A、上手くいかない時に人のせいにしがちな選手が周りにいました。常に自分にベクトルを向けて、その上で周りをどうしていくかだと思っていました。結局、自分になかなかベクトルが向かない選手は、上手くいかない選手が多い印象がありました。それを見ていて、自分にベクトルを向けることの重要性を感じました。
Q、FC東京U-18に所属している時、J3リーグ第20節vsYSCC横浜で公式戦デビューをしました。その時のことは鮮明に覚えていますか。
A、2種登録をされ、次の日の試合でデビューしました。梶山陽平選手と途中交代で出場しました。東京を背負ってきた凄い選手と自分が交代してピッチに入ることに気持ちが高まりましたし、鮮明に覚えています。出場してみて、プロのピッチは凄いと肌で感じることができました。
Q、U-18に所属しながらJ3で戦っていた気持ちはいかがですか。ユースの試合に出場しながらの帯同だったと思いますが心情はいかがでしたか。

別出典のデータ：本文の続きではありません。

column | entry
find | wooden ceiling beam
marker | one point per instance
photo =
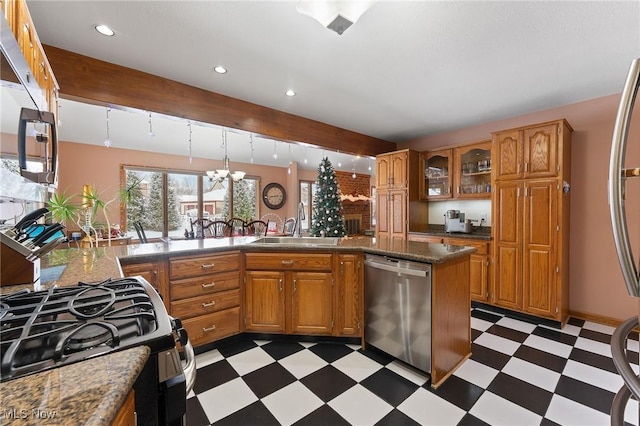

A、常に自分が大切にしていたのは、チームのために自分はどのように役立てられるかです。そこは、J3でもユースでも変わらずに続けることを意識していました。
Q、プレー面で自信になったこと、課題だと思ったことは何でしょうか。
A、ユースとトップチームでは強度が大きく違いました。ユースでは、余裕を持ってプレーできていたことが、トップチームに行くと通用しない部分がありました。一つひとつのパスの精度にしても、サッカーは90分間で一人2分間くらいしかボールを触らないなかで、どれだけミスをせずにプレーできるかが重要になります。トップチームの選手たちは、ミスが少ないですし、話していて意識の違いやプレーの質の差も感じました。
Q、高校3年間の目標は何でしたか。
A、もちろんトップチーム昇格でした。高校3年生の夏ごろに東京のスタッフから話がありました。最初の段階でトップチーム昇格は保留という形でした。日本クラブユースサッカー選手権が終わった後に、トップチーム昇格は見送りとなりました。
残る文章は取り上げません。